Brigham Young, mid-19th century.

Wikimedia Commons.

Michael Quinn’s final disciplinary council was held on Sept. 26, 1993, in the Salt Lake Stake Center, the headquarters for the oldest stake in Utah, founded by Brigham Young in 1847. The other five people who were by then being referred to as “the September Six” had already faced their courts. Maxine Hanks’ was held in the same stake center one week before, though she did not attend it. Lavina Fielding Anderson decided not to appear at her court, either, which took place at another Salt Lake meetinghouse a few days afterward. Paul Toscano, a combative lawyer, showed up for his, at the Cottonwood Stake Center in the southern part of Salt Lake City. It took several hours—a vigil was held outside for the first few, with candles and hymns and hot chocolate. Down in Provo, Avraham Gileadi met more quietly with his local leaders. Gileadi was not part of the Sunstone and Dialogue circles that the others moved in; he had been writing and teaching popular workshops about biblical and Book of Mormon prophecies, which appear to have been deemed “false doctrine” by LDS leaders. Gileadi, Toscano, Anderson, and Hanks were all excommunicated.
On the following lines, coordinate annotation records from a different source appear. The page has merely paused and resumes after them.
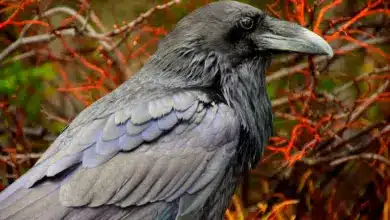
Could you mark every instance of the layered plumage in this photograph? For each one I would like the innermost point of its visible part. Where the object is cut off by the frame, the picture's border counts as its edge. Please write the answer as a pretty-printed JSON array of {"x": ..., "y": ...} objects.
[{"x": 172, "y": 141}]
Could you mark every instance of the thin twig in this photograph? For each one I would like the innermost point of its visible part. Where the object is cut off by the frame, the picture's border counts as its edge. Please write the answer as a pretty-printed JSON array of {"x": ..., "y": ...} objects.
[
  {"x": 367, "y": 156},
  {"x": 347, "y": 48}
]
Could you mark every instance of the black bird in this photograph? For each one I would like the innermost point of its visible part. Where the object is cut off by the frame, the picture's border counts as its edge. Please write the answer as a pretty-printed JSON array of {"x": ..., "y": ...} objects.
[{"x": 172, "y": 141}]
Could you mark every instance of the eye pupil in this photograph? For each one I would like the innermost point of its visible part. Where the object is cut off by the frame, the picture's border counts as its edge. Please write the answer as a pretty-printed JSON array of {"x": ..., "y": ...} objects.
[{"x": 246, "y": 23}]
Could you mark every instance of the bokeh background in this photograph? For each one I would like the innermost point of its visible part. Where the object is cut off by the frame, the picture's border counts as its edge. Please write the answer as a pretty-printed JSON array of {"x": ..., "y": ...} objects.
[{"x": 329, "y": 158}]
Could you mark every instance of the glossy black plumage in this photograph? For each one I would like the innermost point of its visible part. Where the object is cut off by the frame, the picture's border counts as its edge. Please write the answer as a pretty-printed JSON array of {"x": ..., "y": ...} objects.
[{"x": 172, "y": 141}]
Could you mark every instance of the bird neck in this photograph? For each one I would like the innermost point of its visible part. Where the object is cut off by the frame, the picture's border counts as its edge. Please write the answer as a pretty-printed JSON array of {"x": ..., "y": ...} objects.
[
  {"x": 241, "y": 86},
  {"x": 244, "y": 90}
]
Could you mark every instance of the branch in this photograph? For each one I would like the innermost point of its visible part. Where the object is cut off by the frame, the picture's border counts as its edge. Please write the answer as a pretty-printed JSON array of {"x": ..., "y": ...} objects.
[
  {"x": 367, "y": 156},
  {"x": 347, "y": 48},
  {"x": 90, "y": 31},
  {"x": 363, "y": 107}
]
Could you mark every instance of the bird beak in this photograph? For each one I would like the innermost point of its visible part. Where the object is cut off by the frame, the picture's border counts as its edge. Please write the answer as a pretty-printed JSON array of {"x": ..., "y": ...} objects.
[{"x": 286, "y": 36}]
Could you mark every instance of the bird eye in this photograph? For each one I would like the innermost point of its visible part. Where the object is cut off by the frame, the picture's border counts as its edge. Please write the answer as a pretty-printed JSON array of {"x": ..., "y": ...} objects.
[{"x": 246, "y": 23}]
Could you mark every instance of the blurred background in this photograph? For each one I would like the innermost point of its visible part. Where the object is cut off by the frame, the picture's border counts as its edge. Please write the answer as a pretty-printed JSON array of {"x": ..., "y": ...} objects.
[{"x": 329, "y": 158}]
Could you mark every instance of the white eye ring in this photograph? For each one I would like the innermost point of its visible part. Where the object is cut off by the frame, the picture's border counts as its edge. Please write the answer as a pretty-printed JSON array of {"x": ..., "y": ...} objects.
[{"x": 246, "y": 23}]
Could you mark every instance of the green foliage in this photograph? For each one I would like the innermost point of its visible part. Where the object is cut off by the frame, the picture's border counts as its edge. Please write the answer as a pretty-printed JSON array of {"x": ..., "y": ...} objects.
[{"x": 24, "y": 86}]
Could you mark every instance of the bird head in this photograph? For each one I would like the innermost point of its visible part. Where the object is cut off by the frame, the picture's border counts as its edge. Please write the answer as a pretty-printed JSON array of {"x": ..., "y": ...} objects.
[
  {"x": 227, "y": 46},
  {"x": 239, "y": 32}
]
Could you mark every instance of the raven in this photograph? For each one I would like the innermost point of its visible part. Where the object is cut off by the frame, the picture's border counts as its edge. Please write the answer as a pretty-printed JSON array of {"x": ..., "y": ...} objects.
[{"x": 173, "y": 140}]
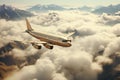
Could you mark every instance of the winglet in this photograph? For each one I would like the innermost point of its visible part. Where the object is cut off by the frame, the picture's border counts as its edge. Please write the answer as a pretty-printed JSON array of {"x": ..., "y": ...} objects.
[{"x": 28, "y": 25}]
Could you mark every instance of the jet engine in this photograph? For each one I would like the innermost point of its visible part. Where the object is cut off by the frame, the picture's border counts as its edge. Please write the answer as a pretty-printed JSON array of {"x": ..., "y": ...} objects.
[
  {"x": 49, "y": 46},
  {"x": 35, "y": 45}
]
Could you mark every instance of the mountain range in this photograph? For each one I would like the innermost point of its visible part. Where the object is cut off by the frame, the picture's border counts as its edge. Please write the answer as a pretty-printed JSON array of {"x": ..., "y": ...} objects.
[
  {"x": 111, "y": 9},
  {"x": 44, "y": 8},
  {"x": 12, "y": 13}
]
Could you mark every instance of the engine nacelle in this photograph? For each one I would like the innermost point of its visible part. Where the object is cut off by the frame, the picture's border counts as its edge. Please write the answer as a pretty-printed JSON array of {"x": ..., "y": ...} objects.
[
  {"x": 49, "y": 46},
  {"x": 35, "y": 45}
]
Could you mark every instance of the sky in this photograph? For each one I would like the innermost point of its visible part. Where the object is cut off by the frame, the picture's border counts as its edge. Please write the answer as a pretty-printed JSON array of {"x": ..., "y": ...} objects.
[{"x": 65, "y": 3}]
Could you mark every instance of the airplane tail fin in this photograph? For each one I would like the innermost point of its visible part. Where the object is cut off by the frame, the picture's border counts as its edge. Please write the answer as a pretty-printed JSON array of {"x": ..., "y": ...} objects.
[
  {"x": 70, "y": 34},
  {"x": 29, "y": 28}
]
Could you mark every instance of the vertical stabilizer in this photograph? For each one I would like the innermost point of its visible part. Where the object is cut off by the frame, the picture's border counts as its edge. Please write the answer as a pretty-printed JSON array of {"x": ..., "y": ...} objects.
[{"x": 28, "y": 25}]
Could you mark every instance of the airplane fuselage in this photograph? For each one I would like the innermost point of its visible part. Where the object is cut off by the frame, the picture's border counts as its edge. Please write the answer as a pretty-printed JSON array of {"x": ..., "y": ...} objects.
[{"x": 55, "y": 40}]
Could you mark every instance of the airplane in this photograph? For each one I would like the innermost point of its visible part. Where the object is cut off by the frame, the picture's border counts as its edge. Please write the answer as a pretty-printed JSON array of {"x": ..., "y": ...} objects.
[{"x": 48, "y": 40}]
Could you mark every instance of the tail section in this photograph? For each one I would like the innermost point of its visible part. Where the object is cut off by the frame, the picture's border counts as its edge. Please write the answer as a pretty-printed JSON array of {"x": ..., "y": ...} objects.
[{"x": 28, "y": 26}]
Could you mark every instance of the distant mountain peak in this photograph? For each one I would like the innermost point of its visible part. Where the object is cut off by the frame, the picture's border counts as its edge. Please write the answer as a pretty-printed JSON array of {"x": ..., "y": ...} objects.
[{"x": 44, "y": 8}]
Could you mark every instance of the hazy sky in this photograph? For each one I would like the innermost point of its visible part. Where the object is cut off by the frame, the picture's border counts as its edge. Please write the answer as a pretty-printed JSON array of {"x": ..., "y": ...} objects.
[{"x": 66, "y": 3}]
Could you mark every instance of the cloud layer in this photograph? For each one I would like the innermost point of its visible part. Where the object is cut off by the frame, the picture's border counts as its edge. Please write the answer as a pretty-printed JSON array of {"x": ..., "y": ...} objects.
[{"x": 81, "y": 61}]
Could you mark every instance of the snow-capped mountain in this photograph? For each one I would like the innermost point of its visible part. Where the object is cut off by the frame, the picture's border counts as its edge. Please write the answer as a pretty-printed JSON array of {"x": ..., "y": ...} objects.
[
  {"x": 111, "y": 9},
  {"x": 12, "y": 13},
  {"x": 44, "y": 8}
]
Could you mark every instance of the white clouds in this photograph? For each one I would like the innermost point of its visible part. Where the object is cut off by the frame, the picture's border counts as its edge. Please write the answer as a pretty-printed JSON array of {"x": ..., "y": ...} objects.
[{"x": 81, "y": 61}]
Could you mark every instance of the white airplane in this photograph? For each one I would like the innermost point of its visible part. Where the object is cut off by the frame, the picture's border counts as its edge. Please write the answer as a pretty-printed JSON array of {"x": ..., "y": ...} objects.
[{"x": 48, "y": 40}]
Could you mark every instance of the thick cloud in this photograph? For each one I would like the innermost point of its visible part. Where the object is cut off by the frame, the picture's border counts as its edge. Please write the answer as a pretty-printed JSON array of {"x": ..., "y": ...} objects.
[{"x": 81, "y": 61}]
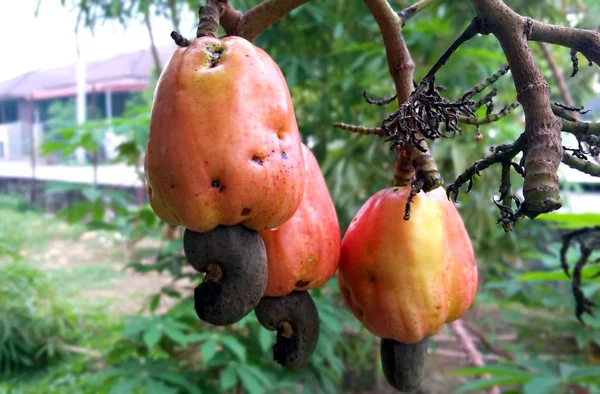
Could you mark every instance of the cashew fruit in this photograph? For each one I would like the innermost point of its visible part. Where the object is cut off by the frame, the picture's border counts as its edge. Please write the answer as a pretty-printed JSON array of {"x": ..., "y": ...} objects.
[
  {"x": 224, "y": 146},
  {"x": 303, "y": 253},
  {"x": 403, "y": 279}
]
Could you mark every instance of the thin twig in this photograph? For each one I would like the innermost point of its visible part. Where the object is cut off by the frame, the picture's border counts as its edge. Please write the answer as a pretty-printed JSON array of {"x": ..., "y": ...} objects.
[
  {"x": 586, "y": 42},
  {"x": 489, "y": 118},
  {"x": 414, "y": 9}
]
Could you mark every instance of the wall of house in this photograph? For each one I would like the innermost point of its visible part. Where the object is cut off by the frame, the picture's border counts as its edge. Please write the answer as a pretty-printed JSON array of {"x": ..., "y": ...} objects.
[{"x": 54, "y": 201}]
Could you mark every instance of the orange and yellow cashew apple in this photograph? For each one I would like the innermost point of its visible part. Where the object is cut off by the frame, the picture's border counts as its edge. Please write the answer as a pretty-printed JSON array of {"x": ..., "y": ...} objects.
[
  {"x": 303, "y": 253},
  {"x": 224, "y": 146},
  {"x": 403, "y": 279}
]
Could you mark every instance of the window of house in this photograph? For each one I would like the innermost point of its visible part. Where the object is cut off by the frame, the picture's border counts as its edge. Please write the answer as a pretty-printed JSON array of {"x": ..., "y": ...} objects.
[{"x": 8, "y": 111}]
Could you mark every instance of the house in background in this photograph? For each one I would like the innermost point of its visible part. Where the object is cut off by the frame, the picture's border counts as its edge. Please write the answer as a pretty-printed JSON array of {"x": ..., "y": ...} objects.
[{"x": 24, "y": 100}]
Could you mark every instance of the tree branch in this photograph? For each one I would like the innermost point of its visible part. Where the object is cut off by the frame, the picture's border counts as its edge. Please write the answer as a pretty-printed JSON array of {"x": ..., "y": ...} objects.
[
  {"x": 401, "y": 68},
  {"x": 581, "y": 129},
  {"x": 257, "y": 19},
  {"x": 414, "y": 9},
  {"x": 586, "y": 42},
  {"x": 544, "y": 151},
  {"x": 584, "y": 166},
  {"x": 558, "y": 76}
]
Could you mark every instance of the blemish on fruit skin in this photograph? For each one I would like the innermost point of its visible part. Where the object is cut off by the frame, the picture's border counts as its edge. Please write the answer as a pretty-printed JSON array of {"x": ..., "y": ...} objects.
[
  {"x": 302, "y": 283},
  {"x": 217, "y": 185},
  {"x": 258, "y": 160}
]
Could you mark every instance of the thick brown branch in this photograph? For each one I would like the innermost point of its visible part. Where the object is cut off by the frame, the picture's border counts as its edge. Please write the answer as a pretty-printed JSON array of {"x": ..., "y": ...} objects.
[
  {"x": 400, "y": 63},
  {"x": 586, "y": 42},
  {"x": 558, "y": 76},
  {"x": 585, "y": 166},
  {"x": 257, "y": 19},
  {"x": 581, "y": 129},
  {"x": 542, "y": 128},
  {"x": 401, "y": 68},
  {"x": 500, "y": 154}
]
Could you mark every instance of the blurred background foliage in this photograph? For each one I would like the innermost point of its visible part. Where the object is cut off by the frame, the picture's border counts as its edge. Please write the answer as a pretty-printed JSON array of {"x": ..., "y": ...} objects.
[{"x": 54, "y": 339}]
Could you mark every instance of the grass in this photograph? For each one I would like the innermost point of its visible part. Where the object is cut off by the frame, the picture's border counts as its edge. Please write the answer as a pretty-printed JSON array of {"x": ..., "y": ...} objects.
[{"x": 85, "y": 269}]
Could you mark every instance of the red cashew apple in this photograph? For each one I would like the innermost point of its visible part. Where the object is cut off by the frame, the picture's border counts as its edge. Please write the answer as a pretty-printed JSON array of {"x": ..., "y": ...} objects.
[
  {"x": 224, "y": 146},
  {"x": 403, "y": 279},
  {"x": 303, "y": 253}
]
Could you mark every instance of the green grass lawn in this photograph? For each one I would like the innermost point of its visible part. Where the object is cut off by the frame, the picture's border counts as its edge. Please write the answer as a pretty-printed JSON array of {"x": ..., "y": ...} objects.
[{"x": 86, "y": 273}]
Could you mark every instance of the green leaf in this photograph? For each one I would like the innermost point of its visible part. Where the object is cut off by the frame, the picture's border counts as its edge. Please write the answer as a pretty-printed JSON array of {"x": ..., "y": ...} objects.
[
  {"x": 545, "y": 385},
  {"x": 228, "y": 377},
  {"x": 571, "y": 221},
  {"x": 208, "y": 350},
  {"x": 259, "y": 375},
  {"x": 235, "y": 347},
  {"x": 179, "y": 380},
  {"x": 557, "y": 275},
  {"x": 495, "y": 381},
  {"x": 124, "y": 386},
  {"x": 584, "y": 373},
  {"x": 152, "y": 336},
  {"x": 154, "y": 302},
  {"x": 175, "y": 334},
  {"x": 153, "y": 386},
  {"x": 492, "y": 370},
  {"x": 249, "y": 381}
]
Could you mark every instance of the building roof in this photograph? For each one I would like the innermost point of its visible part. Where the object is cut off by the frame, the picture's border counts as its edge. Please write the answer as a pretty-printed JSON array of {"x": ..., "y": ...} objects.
[{"x": 126, "y": 72}]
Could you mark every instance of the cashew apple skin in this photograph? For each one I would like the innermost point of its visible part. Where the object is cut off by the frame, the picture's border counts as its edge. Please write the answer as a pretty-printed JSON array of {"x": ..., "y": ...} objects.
[
  {"x": 403, "y": 279},
  {"x": 224, "y": 146},
  {"x": 303, "y": 253}
]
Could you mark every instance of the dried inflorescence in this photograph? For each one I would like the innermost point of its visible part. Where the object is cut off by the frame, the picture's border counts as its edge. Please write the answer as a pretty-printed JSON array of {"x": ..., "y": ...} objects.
[
  {"x": 424, "y": 113},
  {"x": 588, "y": 239}
]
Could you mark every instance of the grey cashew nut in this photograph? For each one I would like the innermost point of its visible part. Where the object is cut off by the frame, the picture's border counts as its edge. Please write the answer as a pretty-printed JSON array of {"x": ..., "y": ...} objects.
[
  {"x": 296, "y": 319},
  {"x": 234, "y": 259},
  {"x": 403, "y": 364}
]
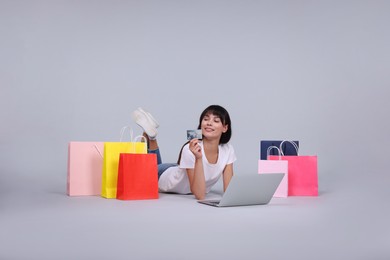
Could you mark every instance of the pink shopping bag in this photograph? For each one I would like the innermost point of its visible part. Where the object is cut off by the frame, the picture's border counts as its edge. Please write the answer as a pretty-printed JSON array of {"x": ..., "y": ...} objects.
[
  {"x": 84, "y": 168},
  {"x": 278, "y": 166},
  {"x": 302, "y": 174}
]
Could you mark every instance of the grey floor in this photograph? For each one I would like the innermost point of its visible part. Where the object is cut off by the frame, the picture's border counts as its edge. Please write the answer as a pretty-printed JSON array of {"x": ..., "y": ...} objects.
[{"x": 349, "y": 220}]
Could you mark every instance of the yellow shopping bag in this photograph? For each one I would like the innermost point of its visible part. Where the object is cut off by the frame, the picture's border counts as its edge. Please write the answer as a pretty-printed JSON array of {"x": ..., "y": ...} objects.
[{"x": 112, "y": 150}]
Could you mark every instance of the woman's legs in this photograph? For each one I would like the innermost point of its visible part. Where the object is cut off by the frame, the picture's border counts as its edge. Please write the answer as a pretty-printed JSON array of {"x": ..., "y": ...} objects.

Lynne Kanavel Whitesides was not. She was also the only one whose disciplinary council was overseen by her bishop, rather than her stake president. The Mormon church holds two different kinds of disciplinary councils: a more elaborate process that is often reserved for those who hold the Melchizedek priesthood—generally speaking, all devout adult men—and a simpler process mostly used for those who don’t—meaning women and men who have not advanced far in the church. While the simpler approach is handled by a bishop and his two counselors, the more elaborate version is run by a stake president, and it involves not only his two counselors but the stake’s high council, a group of 12 men. Half of these men speak for the accused, and half for the church. (They draw numbers to pick sides.) After a prayer, the stake president explains to them the details of the case. The accused is called in, another prayer is offered, and the court proceeds. In both forms of LDS courts, the accused is typically allowed to bring in character witnesses.